This task appears to be normal priority, and I have set it such. If any one on this task disagrees, please comment and correct. Anything with a high priority or above typically requires response ahead of other items, so please ensure you have supporting documentation on why those priorities should be used.

Thanks!

What makes you think that Terbium is to unstable for this? Terbium seems to always have more than enough spare resources, and the dispatch problems we saw recently seem to correlate with a high number of edits, but not with spikes on Terbium.

That is a very valid reason and I failed to demonstrate my intention fully. One big reason is to be able to scale better and utilize more resources, because if we have a dedicated node, we know the limits and have a pretty stable view of things but in terbium it's not okay to take over the whole node because the number of edits is just too high. Also having a node means more resources which seems what we need here too.

Ok, in that case this sounds like a valid request to get an own VM (or even bare metal server).

Depending on how fast this can be done, this is a good short term solution for the performance problems. Long-term this sounds like a good idea as this moves the "real time" service away from terbium, which is probably not the right place for this.

We shouldn keep track of things like T110528: [Task] Use JOIN to find changes relevant for a given wiki though (which should make this use way less resources, as most of the comparison logic will be done with a simple JOIN).

Vvjjkkii renamed this task from Move dispatching of wikidata to a dedicated node to updaaaaaaa.Jul 1 2018, 1:12 AM
Vvjjkkii raised the priority of this task from Medium to High.
Vvjjkkii updated the task description. (Show Details)
Vvjjkkii removed subscribers: Aklapper, gerritbot.
CommunityTechBot renamed this task from updaaaaaaa to Move dispatching of wikidata to a dedicated node.Jul 2 2018, 2:09 PM
CommunityTechBot lowered the priority of this task from High to Medium.
CommunityTechBot updated the task description. (Show Details)
CommunityTechBot added subscribers: Aklapper, gerritbot.
Addshore changed the task status from Open to Stalled.Jun 22 2019, 10:05 PM
Addshore lowered the priority of this task from Medium to Low.
Addshore subscribed.

Going to mark this as stalled.

Also we havn't had performance issues with dispatching for quite some time now after fixing something with the db tables that we spotted at the last DC switch over, so maybe these can stay where they are for now.

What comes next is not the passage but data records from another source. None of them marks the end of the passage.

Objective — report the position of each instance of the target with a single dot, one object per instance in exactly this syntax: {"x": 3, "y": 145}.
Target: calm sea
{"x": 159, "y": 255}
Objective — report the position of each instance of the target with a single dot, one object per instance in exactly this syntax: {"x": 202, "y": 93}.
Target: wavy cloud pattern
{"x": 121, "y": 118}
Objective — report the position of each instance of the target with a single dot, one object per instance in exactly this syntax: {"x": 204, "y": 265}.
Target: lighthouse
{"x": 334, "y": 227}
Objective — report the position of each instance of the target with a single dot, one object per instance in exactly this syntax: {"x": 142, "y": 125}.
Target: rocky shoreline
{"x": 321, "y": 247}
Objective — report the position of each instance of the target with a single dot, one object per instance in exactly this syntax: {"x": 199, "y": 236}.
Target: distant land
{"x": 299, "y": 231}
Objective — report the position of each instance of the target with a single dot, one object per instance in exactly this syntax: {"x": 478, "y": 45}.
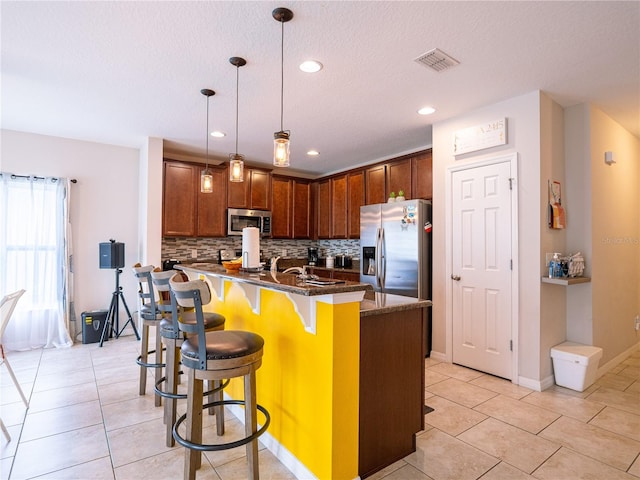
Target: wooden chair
{"x": 217, "y": 356}
{"x": 6, "y": 310}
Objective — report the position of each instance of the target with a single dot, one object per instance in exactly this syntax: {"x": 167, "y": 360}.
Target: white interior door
{"x": 481, "y": 268}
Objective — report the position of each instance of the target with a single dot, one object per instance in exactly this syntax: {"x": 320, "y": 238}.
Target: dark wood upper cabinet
{"x": 254, "y": 192}
{"x": 399, "y": 178}
{"x": 422, "y": 175}
{"x": 375, "y": 184}
{"x": 301, "y": 209}
{"x": 260, "y": 189}
{"x": 339, "y": 203}
{"x": 356, "y": 192}
{"x": 186, "y": 212}
{"x": 281, "y": 195}
{"x": 323, "y": 209}
{"x": 212, "y": 214}
{"x": 179, "y": 204}
{"x": 291, "y": 207}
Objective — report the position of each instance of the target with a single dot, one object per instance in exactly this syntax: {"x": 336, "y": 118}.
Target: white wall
{"x": 104, "y": 205}
{"x": 615, "y": 235}
{"x": 523, "y": 135}
{"x": 578, "y": 195}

Going to mark this as stalled.

Also we havn't had performance issues with dispatching for quite some time now after fixing something with the db tables that we spotted at the last DC switch over, so maybe these can stay where they are for now.

In general, change dispatching is rather big technical debt that needs to be dropped. For these reasons:

  • It's a SPOF, if mwmaint1002 node goes down for HW issues, we can't dispatch at all. If there's a need to restart the node, dispatching has to stop until it's done.
  • "Noisy neighbor" effect, people run maintenance scripts in the mwmaint node, it can be choked to death by other scripts and it can make running maintenance scripts impossible by having bugs that eats all of the resources.
  • The distributed system we designed for this (pulling the wikis using three cronjobs, dispatching and picking up basically random + most stalled ones). This can use the great infrastructure for jobqueues we have.
  • Cronjobs are hard to debug, moving them to jobqueue makes it easier to debug in logstash.

So I like to just drop the whole thing but first we need to address T220696: [Story] Create better edit summaries for wbeditentity API endpoint which enables us to make all the edits done in UI by just one edit instead of several back-to-back edits. Once that's done, we can switch to each edit triggering job to trigger jobs to wikis that are subscribed to the entity and then those tirgger parser cache invalidation and other needed jobs for pages in the client. Does it sound good to you @Addshore? (Maybe there's other historical reasons to still use cronjob-based dispatching I'm missing, @daniel Do you know anything else?)

So I like to just drop the whole thing but first we need to address T220696: [Story] Create better edit summaries for wbeditentity API endpoint which enables us to make all the edits done in UI by just one edit instead of several back-to-back edits. Once that's done, we can switch to each edit triggering job to trigger jobs to wikis that are subscribed to the entity and then those tirgger parser cache invalidation and other needed jobs for pages in the client.

Why do we need to wait for the edit summaries?
The job queue already has good de duplication, so triggering a job after every edit already should not really be an issue.

Does it sound good to you @Addshore? (Maybe there's other historical reasons to still use cronjob-based dispatching I'm missing, @daniel Do you know anything else?)

The main benefit of the current system vs the way a job based system would probably look is the batching, and there are a few different way we could think about doing the batching.

There are some details in T48643 from back in 2015, but they should probably have another wave of thinking about now we are 4 years down the line.

Eg. Do we:

  1. Schedule a job post edit to push out the change for the 1 entity to all subscribed clients? Do we do this all in 1 job, or spin off a job per client?
    • less batching, not very similar to how we do things now
    • Means we can run multiple jobs for a single wiki at once
  2. Schedule a job post edit to spawn new jobs for updating each client subscribed to the entity? But then in the branch jobs pull in all available changes?
    • More similar to our current batching process
    • Probably only want to run 1 branch job per client wiki at a time
  3. Some other odd smush of the above

Some other small things to consider with the job queue, is determining how lagged (in terms of minutes and seconds) these jobs are / dispatching is becomes slightly harder, as we dont just have a column in a db table with timestamps we can look at (or maybe we do if we decide to keep the table?)

Still some more thinking to be done regarding jobs, but I'd rather us focus on jobs than try to move the dispatching cron job to somewhere else.

So perhaps we leave this ticket alone for now and get discussing on T48643: [Story] Dispatching via job queue (instead of cron script) ?